Escucha este artículo
Audio generado con IA de Google
0:00
/
0:00
La sentencia contra la influenciadora Epa Colombia (Daneidy Barreras) ha generado diversas reacciones; el editorial de El Tiempo, por ejemplo, admite que la pena es dura, pero la considera apta para aleccionar a quienes destruyen bienes públicos; el de El Espectador, si bien llama a reflexionar sobre la utilidad de la prisión, advierte que no había alternativa distinta a recurrir a la elevada sanción que se impuso. En mi opinión, la Corte se equivocó en este caso, lo cual no disminuye ni un ápice el alto concepto que tengo de quienes hoy integran la Sala Penal de esa institución.
Estoy de acuerdo en que quien comete un delito debe ser castigado, y en que debe serlo proporcionalmente a su gravedad. Lo que no está bien es forzar la interpretación de las normas para punir a alguien de manera más severa con el propósito de aleccionar a la comunidad social; ya hace mucho que en Colombia abusamos así del concierto para delinquir, que se suele imputar en casi todos los procesos mediáticos donde se investiga a una pluralidad de personas. Esa es una forma de expansión del derecho penal tan cuestionable como la que proviene del legislador cuando se excede en la creación de nuevos crímenes. La teoría del delito, cuidadosamente desarrollada por la doctrina y la jurisprudencia durante los últimos 200 años, debe ser empleada por los jueces como una herramienta para limitar el enorme poder del aparato punitivo del Estado.

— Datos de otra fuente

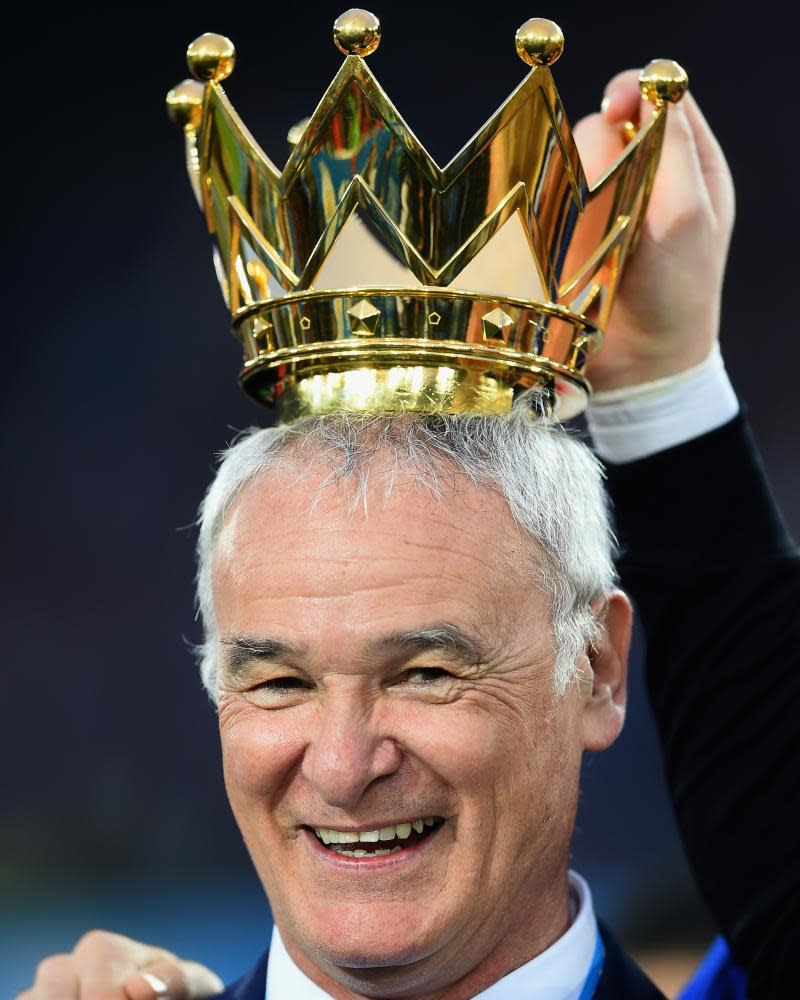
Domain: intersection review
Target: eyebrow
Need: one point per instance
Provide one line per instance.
(444, 637)
(240, 650)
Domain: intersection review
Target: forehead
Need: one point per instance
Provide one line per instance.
(367, 551)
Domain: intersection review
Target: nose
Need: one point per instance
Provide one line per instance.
(347, 751)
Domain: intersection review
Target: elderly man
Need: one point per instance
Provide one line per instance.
(412, 636)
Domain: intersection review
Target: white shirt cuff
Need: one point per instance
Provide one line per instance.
(639, 420)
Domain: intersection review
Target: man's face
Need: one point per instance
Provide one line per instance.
(383, 668)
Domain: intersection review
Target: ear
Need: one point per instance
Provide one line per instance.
(604, 706)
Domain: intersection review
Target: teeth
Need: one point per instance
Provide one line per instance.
(401, 831)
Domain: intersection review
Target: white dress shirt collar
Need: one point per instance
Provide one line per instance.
(558, 973)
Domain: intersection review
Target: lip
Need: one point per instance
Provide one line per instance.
(383, 861)
(377, 825)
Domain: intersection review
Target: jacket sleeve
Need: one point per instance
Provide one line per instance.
(716, 580)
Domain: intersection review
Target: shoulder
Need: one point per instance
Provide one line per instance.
(251, 986)
(621, 978)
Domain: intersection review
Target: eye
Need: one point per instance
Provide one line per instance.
(279, 684)
(426, 675)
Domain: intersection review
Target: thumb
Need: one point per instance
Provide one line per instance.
(599, 143)
(172, 979)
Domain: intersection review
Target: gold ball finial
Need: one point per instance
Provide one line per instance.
(211, 58)
(539, 42)
(663, 80)
(185, 104)
(357, 32)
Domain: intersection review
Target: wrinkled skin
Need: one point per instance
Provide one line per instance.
(351, 730)
(665, 319)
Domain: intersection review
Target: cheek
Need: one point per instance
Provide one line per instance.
(259, 750)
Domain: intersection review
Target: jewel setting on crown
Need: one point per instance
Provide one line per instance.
(363, 276)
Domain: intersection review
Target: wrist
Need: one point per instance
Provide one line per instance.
(628, 423)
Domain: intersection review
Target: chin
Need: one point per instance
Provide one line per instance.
(375, 936)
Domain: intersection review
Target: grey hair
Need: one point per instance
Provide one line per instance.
(551, 482)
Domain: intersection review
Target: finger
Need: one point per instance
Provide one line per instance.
(712, 160)
(105, 959)
(175, 979)
(599, 143)
(622, 98)
(56, 979)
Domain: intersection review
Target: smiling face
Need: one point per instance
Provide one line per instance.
(386, 684)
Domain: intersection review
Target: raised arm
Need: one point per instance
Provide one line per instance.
(705, 555)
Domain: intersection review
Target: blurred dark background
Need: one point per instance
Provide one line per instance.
(119, 385)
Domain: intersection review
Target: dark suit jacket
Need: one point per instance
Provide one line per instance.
(716, 580)
(620, 979)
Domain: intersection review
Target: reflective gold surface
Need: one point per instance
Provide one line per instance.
(356, 32)
(539, 42)
(211, 58)
(663, 80)
(362, 253)
(185, 104)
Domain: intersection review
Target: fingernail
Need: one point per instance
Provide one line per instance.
(156, 984)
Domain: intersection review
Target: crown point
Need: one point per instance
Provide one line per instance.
(357, 32)
(185, 104)
(539, 42)
(211, 58)
(663, 80)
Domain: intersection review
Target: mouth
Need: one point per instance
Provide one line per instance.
(379, 842)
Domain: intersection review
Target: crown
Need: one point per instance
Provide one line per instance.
(365, 276)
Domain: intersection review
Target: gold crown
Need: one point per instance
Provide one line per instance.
(365, 276)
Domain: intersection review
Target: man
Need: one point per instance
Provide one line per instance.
(471, 944)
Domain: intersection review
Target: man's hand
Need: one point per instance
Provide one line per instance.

El atentado a las Torres Gemelas en el 2001 marcó el comienzo de una “guerra” contra el terrorismo liderada por los países de Occidente, que no solo se ha librado —y se sigue haciendo— en el ámbito político, sino también en el penitenciario como lo muestra la reactivación de la cárcel de Guantánamo, y en el penal como puede verse en las modificaciones legales y jurisprudenciales que muchos países de este hemisferio han hecho para ampliar su alcance y reprimirlo más severamente. En estricto sentido, el terrorismo es una manifestación de violencia política (sin que eso lo convierta en delito político), organizada, con la finalidad de provocar un estado de terror en la población, que lleve a desestabilizar el funcionamiento de la estructura social, política o económica del Estado. Sin este último componente, que evidencia la existencia de un peligro contra la seguridad pública, no habría cómo diferenciar entre los graves delitos contra la integridad personal, la libertad individual, el patrimonio económico o los bienes públicos cometidos por bandas criminales, y las acciones terroristas.
Un caso emblemático de terrorismo fue el de ETA, (i) un grupo organizado, que (ii) recurrió a la violencia, (iii) para causar terror en la población (iv) con miras a desestabilizar las instituciones. En cuanto a Epa, claramente no se cumplen ni el primero ni el cuarto de esos requisitos, lo que debería haber llevado a que, además de por el daño en bien ajeno y la perturbación al transporte público, se la condenara como autora de instigación a delinquir simple, y no con fines terroristas. De esa manera, su castigo sería más la precisa consecuencia de lo que hizo, que la exagerada advertencia a la comunidad sobre lo que no se debe hacer.